47. Christ answers His own question and at the same time gives a final disproof of their claim to call God their father (John 8:41).

heareth God’s words] Christ here assumes, what He elsewhere maintains explicitly, that He speaks the words of God (John 8:26, John 3:34, John 7:16, John 17:8).

ye therefore hear them not] Better, for this cause (John 12:18; John 12:27) ye hear not. It is not S. John’s favourite particle ‘therefore,’ but, as in John 5:16; John 5:18, John 6:65, John 7:22 (see notes there), a preposition and pronoun with which he not unfrequently begins a sentence to prepare the way for a ‘because’ afterwards. These characteristics of his language should be preserved in English, and kept distinct, so far as is possible. In the First Epistle he uses the very same test as Christ here applies to the Jews; ‘We are of God: he that knoweth God heareth us; he that is not of God heareth not us. Hereby know we the spirit of truth and the spirit of error’ (John 4:6).
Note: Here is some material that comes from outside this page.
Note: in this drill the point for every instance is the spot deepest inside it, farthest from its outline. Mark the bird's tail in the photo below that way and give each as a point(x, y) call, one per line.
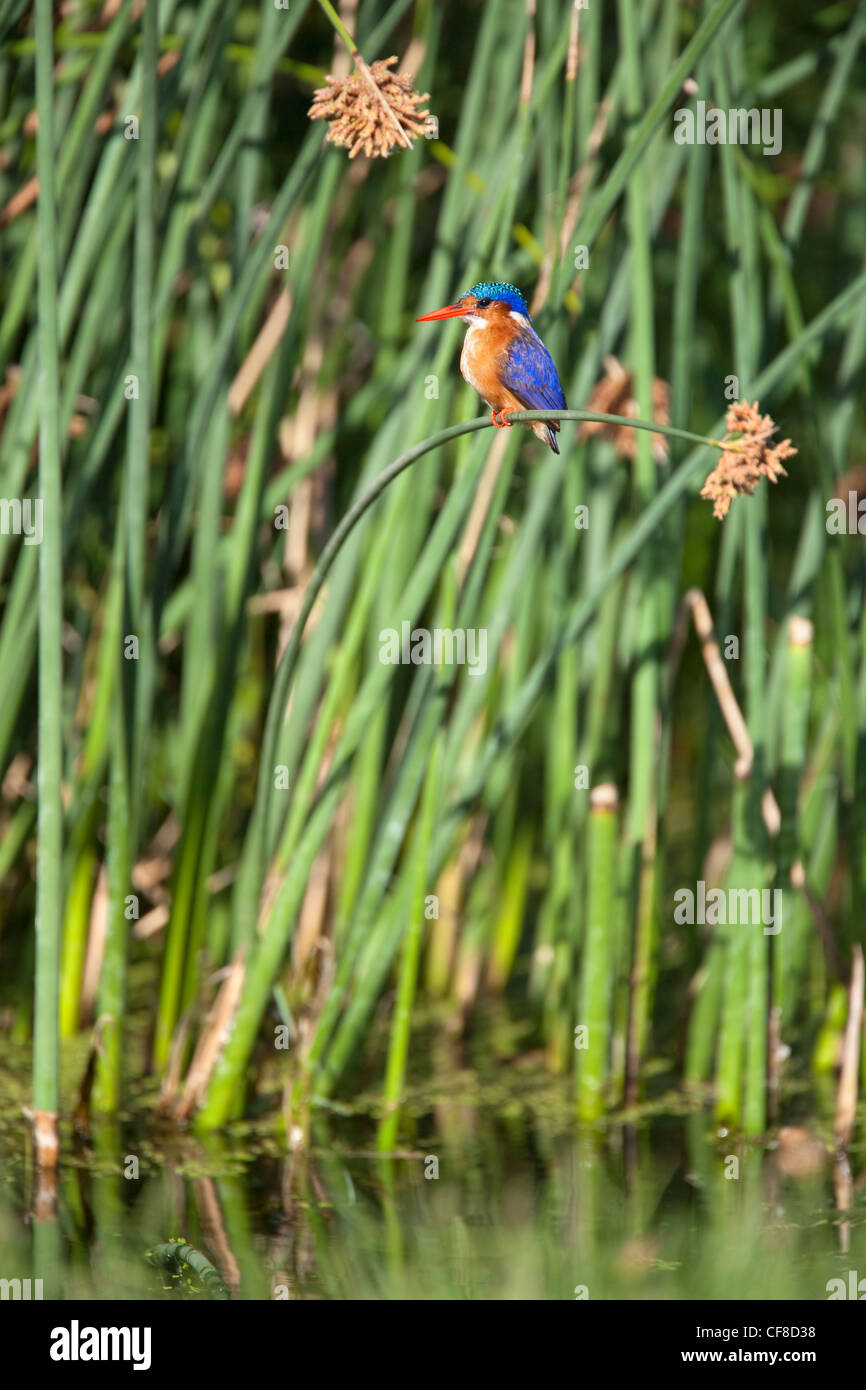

John 8:47. Ἐκ τοῦ Θεοῦ) of [from] God, as of a father.—τὰ) he alone heareth the words of God.—διὰ τοῦτο, therefore [on this account]) The conclusion, Ye are not of God, John 8:42, is proved by the effect; inasmuch as ye do not hear; John 8:42, “If God were your Father, ye would love Me.”

Verses 47-58. -

(6) THE I AM. The claim to be the Source of liberty and life, in reply to those who appealed to their Father God and their father Abraham, led Jesus to assert his anteriority to Abraham. Verse 47. - There was some pause after this searching inquiry. Silence showed that, if they could not convince him of sin, they were ready with no answer to his question. He assumes that his word is unanswerable; he is what he says he is, and is able to set men free from sin and to give them eternal life. Their position is still further explained by a distinct syllogism, of which the major premiss is: He that is of God heareth the words of God; words which it is obviously taken for granted he is freely, surely uttering. Who are the persons referred to? Some, like Hilgenfeld, discover here a Manichaean, Gnostic sense - "those who are essentially of a Divine origin and spiritual nature," are absolutely different from those who are of the psychic or hylic nature. Thus they cut away all force from the moral reproof which follows. Others insist that here Jesus speaks of the regenerated man, the true child of God, who has power to believe, who has come to the Father, being predestinated unto eternal life. Even this interpretation does not leave sufficiently ample play to the human freedom, and the personal self-responsibility, which pervades the teaching of the gospel. Elsewhere he speaks of these who are "of the truth" and "hear his voice," of "those whom the Father draws" to him by the very love and grace which he, the Son, lavishes upon them (see notes, John 6:37, 44; John 18:37; John 17:6, 9, 11). He also speaks of those who come to him being given to him. He is here contemplating this wide class, who are scattered through all time and places, with susceptible minds capable of hearing freely, and believing when they hear, the words of God. For this cause ye hear them not, because ye are not of God; i.e. seeing that ye do not hear the words of God, it is evident that ye are not of God. They are not excluded from becoming so by any irreversible fate, but their present obtuseness of spiritual perception, their refusal to accept truth on its clearest exposition, shows that they are not born of God; they are not being drawn to him by inworking of the Father's grace. The very form of the expression was once more meant to touch their conscience. John 8:47He that is of (ὁ ὣν ἐκ)

The familiar construction. See on John 1:46.